Kenneth Thomson to artysta, który przed wieloma laty osiadł w Glasgow i tam z powodzeniem wykonuje tradycyjną muzykę sięgającą do gaelickich korzeni. Ta płyta to jego pierwszy solowy album – choć nagrywał też z innymi artystami – po ponad dwudziestu latach grania na różnych scenach. Nie znaczy to bynajmniej, że występuje tu sam, wręcz przeciwnie, gra na tej płycie sporo osób, a Kenneth śpiewa swoim niskim głosem zarówno stare, jak i bardziej współczesne piosenki napisane w tradycyjnym szkockim języku.

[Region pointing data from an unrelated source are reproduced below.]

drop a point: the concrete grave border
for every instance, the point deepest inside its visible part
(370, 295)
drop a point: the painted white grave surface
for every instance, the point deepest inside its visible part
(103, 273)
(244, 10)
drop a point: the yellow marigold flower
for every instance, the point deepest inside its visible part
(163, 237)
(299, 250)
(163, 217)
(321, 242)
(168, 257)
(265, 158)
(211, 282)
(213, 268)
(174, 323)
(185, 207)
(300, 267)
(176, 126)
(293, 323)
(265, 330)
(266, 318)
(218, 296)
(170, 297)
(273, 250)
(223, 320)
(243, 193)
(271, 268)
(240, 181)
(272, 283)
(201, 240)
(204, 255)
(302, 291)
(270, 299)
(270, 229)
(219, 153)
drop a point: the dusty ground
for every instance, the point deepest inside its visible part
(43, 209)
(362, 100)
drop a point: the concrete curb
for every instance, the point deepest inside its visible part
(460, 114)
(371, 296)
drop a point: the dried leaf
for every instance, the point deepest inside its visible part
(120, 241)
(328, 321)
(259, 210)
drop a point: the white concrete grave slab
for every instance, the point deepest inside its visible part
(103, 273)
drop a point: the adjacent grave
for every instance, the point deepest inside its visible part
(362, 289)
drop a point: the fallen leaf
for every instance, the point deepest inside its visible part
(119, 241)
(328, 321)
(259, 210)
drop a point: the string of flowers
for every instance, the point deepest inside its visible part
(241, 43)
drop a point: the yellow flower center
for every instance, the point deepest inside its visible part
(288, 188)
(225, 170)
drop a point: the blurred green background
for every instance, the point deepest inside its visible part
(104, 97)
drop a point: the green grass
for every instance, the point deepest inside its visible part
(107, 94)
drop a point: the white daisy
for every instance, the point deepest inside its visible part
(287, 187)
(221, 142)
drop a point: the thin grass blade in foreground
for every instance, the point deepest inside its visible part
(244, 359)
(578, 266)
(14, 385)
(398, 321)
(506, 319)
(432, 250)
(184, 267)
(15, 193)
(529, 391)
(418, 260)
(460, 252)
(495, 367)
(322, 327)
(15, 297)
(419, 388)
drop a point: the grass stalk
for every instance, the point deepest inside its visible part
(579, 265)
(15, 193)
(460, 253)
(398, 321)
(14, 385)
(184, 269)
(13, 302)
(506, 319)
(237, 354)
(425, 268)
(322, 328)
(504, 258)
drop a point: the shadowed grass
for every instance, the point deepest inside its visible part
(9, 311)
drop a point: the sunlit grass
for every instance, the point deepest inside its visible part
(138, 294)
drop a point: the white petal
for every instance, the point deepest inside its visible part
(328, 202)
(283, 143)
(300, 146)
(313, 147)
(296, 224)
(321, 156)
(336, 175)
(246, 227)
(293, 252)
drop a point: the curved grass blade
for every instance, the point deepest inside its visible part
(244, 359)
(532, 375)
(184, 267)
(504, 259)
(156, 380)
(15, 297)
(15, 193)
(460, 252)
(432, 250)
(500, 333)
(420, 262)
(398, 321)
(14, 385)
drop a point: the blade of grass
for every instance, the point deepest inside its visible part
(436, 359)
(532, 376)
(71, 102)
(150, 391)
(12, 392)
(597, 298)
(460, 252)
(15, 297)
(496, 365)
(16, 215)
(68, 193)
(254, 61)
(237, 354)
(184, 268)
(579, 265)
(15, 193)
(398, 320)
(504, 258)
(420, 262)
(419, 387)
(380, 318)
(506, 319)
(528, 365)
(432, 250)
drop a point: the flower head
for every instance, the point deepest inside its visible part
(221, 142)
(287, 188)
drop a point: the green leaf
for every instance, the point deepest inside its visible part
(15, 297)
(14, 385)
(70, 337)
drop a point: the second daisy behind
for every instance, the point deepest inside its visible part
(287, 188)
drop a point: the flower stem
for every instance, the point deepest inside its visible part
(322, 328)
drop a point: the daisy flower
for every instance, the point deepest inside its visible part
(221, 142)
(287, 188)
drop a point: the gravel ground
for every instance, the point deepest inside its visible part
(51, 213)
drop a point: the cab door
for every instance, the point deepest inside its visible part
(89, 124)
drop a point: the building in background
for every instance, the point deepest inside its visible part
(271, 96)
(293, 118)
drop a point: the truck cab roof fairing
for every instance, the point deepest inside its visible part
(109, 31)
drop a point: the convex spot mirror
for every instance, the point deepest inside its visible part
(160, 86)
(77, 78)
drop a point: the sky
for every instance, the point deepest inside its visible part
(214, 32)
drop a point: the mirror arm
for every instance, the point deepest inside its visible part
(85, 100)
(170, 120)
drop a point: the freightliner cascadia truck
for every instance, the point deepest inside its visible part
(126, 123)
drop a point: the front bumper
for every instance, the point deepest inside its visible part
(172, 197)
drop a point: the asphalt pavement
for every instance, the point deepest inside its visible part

Zarówno głos, jak i same piosenki są ciekawe, jednak nie wiem, czy na tyle, by przykuć uwagę słuchacza na niemal 50 minut. Dlatego też brawa
należą się tu producentom i aranżerom, a także zaproszonym gościom. Dzięki nim mamy tu czasem odrobinę klimatu rodem z nagrań The Chieftains, a czasem coś z ballad Capercaillie (oczywiście bez wokalu Karen). W „Ho ro Nighean, ho ro nighean” dzięki partiom elektrycznej gitary mamy wrażenie że gdzieś tam w studio przysiadł na chwilę Mike Oldfield.
Dzięki takim zabiegom płyta jest dość różnorodna, mam nadzieję że przyczyni się to do wzrostu popularności gaelickich pieśni.